As safety advocates grapple with motorcycle deaths, Michigan repeals helmet mandate

Gina Roberts-Grey and John Egan
A May 2012 report from the Governors Highway Safety Association found that no progress was made in reducing deaths among motorcycle drivers and passengers in 2011. The group estimates 4,500 people died in motorcycle crashes in 2011, the same level as the year before.
"Motorcycle deaths remain one of the few areas in highway safety where progress is not being made," the association says.
In trying to decrease deaths involving motorcyclists, the Governors Highway Safety Association stresses the importance of wearing a helmet. Helmet use saved the lives of more than 1,800 motorcyclists in 2008, according to the National Highway Traffic Safety Administration.
Nonetheless, 31 states let adult motorcycle riders decide whether to wear helmets. In a major about-face, Michigan became the 31st state after repealing a state law requiring all motorcycle operators to wear helmets; now, adults 21 and older can go without helmets. Gov. Rick Snyder signed the helmet bill in April 2012.
“While many motorcyclists will continue to wear helmets, those who choose not to deserve the latitude to make their own informed judgment,” Snyder said in a statement when he signed the bill.
To ride helmet-free, a Michigan motorcyclist must:
• Carry at least $20,000 in additional medical insurance. • Have at least two years of riding experience or undergo special safety training.
Revved up about helmets
Snyder and other supporters of Michigan's new helmet law say it gives motorcyclists the freedom to decide whether to wear helmets. Furthermore, they say, the new law will attract more freedom-loving, motorcycle-riding tourists to the state.
On the other end of the spectrum, opponents of the law say repeal of the helmet mandate will lead to more traffic injuries and deaths.
A study from the Michigan Office of Highway Safety Planning says lifting the helmet mandate will cause the five-year average of motorcycle deaths to surge from 773 to 1,457. According to the National Highway Traffic Safety Administration, Florida, Kentucky and Louisiana saw motorcycle deaths jump by at least 50 percent after their helmet laws were repealed.
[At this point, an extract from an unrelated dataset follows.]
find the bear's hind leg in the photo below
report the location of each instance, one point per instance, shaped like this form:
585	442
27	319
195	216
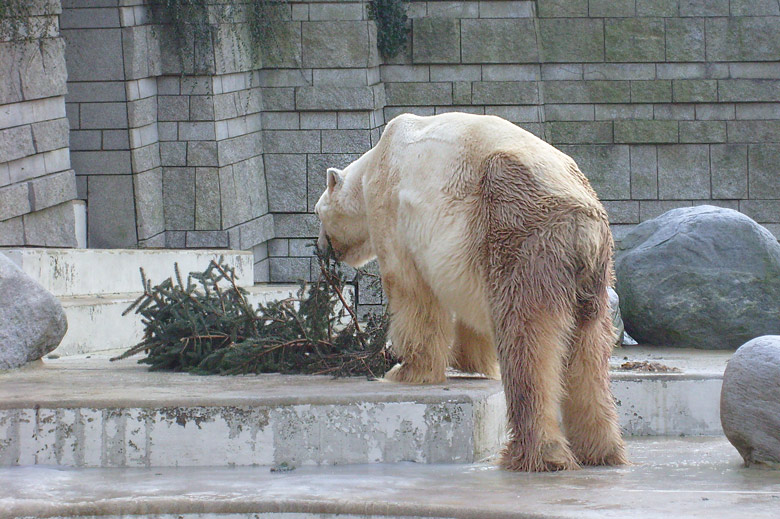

“Wearing a helmet is the most important thing a motorcyclist can do to reduce the risk of head injury in a crash,” says Russ Rader, a spokesman for the nonprofit Insurance Institute for Highway Safety.
Vince Consiglio, president of ABATE of Michigan, firmly disagrees with Rader and other traffic safety advocates. Consiglio says helmet mandates "have done nothing to improve safety or reduce fatalities or the cost of insurance."
“Motorcycle accidents are a very small percentage of accidents overall. Data from other states demonstrate that states that remove mandatory helmet laws do not see an increase in insurance premiums, and states that institute helmet laws do not see a corresponding decrease in insurance rates. It’s never happened," Consiglio says in a news release.
ABATE of Michigan says the keys to reducing motorcycle crashes and injuries include educating motorcycle riders and car drivers.
Safety advocates agree that education is important, but maintain that helmet mandates are necessary.
Dr. Thomas Esposito, medical director of the trauma department at Illinois' Loyola University Health System, says that between 2004 and 2012, his trauma center treated 541 patients who had been riding motorcycles. Of those 541 patients, only 135 had been wearing helmets, he says.
“Because of the speed that most motorcycles are going when a crash occurs, helmets are absolutely crucial to prevent trauma to areas of the head, including the brain,” Esposito says.
Insurance concerns
Whether you wear a helmet or not, crashing on your motorcycle can be costly. After an accident, your motorcycle insurance premium could climb by 20 percent to 40 percent, according to Brian Rauber, a Farmers Insurance agent in Missouri.
Those accidents could wind up affecting all motorists, not just motorcyclists.
Personal injury attorney Steven Gursten of Michigan Auto Law points out that “a helmetless motorcycle rider can still sue and insurance company for pain and suffering in the event of a motorcycle-versus-motor vehicle crash.” In turn, insurers may boost their rates to account for expenses related to defending such cases.
No-helmet punishment
In states that do impose helmet mandates, the penalties for going helmetless can be stiff. According to Michigan law firm Buckfire & Buckfire PC, which specializes in motorcycle accident cases, Georgia is toughest on helmet violators, with a $1,000 fine and up to 12 months in jail; Nevada comes in second, with a $1,000 fine and up to six months in jail.
Other states with steep no-helmet fines are:
• Up to $750 -- Utah. • Up to $500 -- Indiana, Kansas, Maine, Maryland, North Dakota, Oklahoma and South Dakota.
Other states with steep no-helmet jail sentences are New Mexico and Utah (up to three months).
Three states don't have any laws regarding use of motorcycle helmets: Illinois, Iowa and New Hampshire.